A FILMMAKER returned to his West Cork roots as the setting for his feature which will premiere at the Cork Film Festival on Thursday November 16th.
Solitaire was written and directed by Maximilian Le Cain, and it will screen at the festival this Thursday at 8.30pm at the Triskel Arts Centre. Solitaire is Max’s seventh feature film, and stars Natasha Bourke and Aisling O’Connell in an unsettling ghost story, touching on themes of family, home, and identity.
Max grew up in the Beara Peninsula. Like many artists his appreciation for the area has grown in the years after leaving. ‘I think growing up you can take the beauty and the landscape for granted. It’s probably in the last five years I’ve really come to appreciate it,’ says Max.
For Max, Solitaire filmed in the house of his late mother in Eyeries. ‘It was emotional. It’s an old house and there were traces of my family living there but also there’s a feeling of traces of people many years before that living there, like older ghosts.’

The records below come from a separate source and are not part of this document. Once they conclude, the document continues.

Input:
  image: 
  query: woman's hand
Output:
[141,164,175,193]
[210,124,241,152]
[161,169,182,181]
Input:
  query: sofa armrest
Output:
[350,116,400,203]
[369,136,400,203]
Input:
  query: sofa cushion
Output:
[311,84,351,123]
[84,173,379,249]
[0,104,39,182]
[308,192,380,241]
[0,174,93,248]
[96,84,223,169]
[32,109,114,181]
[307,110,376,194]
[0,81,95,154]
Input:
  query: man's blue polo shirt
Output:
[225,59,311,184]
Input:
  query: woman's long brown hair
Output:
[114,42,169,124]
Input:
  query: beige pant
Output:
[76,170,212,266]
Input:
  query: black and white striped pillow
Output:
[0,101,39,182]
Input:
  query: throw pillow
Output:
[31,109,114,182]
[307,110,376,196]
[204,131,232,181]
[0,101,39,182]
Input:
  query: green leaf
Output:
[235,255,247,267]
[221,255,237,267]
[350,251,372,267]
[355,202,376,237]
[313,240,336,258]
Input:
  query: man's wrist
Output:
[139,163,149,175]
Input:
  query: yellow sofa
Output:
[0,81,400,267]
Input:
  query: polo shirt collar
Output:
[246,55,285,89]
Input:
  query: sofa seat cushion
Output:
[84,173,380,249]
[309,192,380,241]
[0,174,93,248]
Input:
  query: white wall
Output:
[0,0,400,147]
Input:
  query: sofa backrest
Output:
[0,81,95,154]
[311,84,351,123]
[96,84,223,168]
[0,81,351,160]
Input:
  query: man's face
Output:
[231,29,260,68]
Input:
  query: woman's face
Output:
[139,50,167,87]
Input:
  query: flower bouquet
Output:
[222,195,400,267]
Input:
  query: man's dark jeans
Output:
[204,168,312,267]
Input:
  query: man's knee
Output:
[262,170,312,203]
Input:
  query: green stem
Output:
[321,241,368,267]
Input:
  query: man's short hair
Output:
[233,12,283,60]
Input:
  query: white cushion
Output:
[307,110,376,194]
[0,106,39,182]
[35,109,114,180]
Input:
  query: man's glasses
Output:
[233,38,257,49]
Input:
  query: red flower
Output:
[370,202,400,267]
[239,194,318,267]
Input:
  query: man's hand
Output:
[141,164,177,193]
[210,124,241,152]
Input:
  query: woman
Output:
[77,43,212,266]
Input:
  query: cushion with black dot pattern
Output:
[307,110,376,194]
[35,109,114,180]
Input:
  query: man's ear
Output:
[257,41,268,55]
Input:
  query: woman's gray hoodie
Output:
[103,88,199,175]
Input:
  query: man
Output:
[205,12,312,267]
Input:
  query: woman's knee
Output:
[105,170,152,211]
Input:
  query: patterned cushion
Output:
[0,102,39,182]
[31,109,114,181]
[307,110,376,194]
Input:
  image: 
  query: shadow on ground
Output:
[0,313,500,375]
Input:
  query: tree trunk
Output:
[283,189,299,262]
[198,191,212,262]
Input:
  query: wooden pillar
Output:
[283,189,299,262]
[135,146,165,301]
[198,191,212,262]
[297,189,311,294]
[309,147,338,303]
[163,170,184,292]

Solitaire is wordless, but even without dialogue sound plays a huge part in the film with sounds recorded which are inaudible to the ear and reworked into the sound of the film. The sound in the film was created by Cork based composer Karen Power whose work spans compositions for orchestras, to sound for film to sound installations.
Max has many different influences, including silent movies, horror movies, and westerns. In some ways, Solitaire touches on all of these influences, with a character returning to a place of their past to put something right.
Max’s filmmaking style is to allow some improvisation from his actors, letting the action develop in real time. ‘I sometimes don’t really know what the film is until the last day of editing,’ says Max. ‘There’s a genuine mystique about being in control. Chance plays a big part and in some ways you work opportunistically. It’s like working as a documentary maker.’
This isn’t the first time Max has returned to Beara to film; his short film Daughter of the Sun, a re-imagining of the legend of the Hag of Beara (Cailleach Beara), was also filmed there.
Max is the 2023 UCC Arts Council Film Artist in Residence and a member of the Experimental Film Society, a group that has played a pivotal role in developing Irish experimental cinema. ‘I’ve been working incessantly over the past 25 years, and I’ve gone off in a lot of strange directions but I do a lot of ‘mainstream’ filmmaking also.
Max is currently working on a new project with his wife Shelly Camille called Now and Forever, a sci-fi mockumentary on the subject of marriage and weddings. This one has plenty of influences too, not least Max and Shelly’s Las Vegas wedding earlier this year!
In addition to making films, Maximilian Le Cain promotes experimental film through programming, writing and education. He organises Phantoscope at Triskel Christchurch Cinema and co-organises CineSalon at the Guest House Project, both events which showcase experimental films and filmmaking in Cork.
Solitaire will screen at Triskel Arts Centre on November 16th and afterwards Max will participate in a UCC Film Artist in Residence ‘In Conversation’ following the screening. Solitaire was funded by The Arts Council Solitaire. It is likely to also screen at the Berlin Film Festival, among others.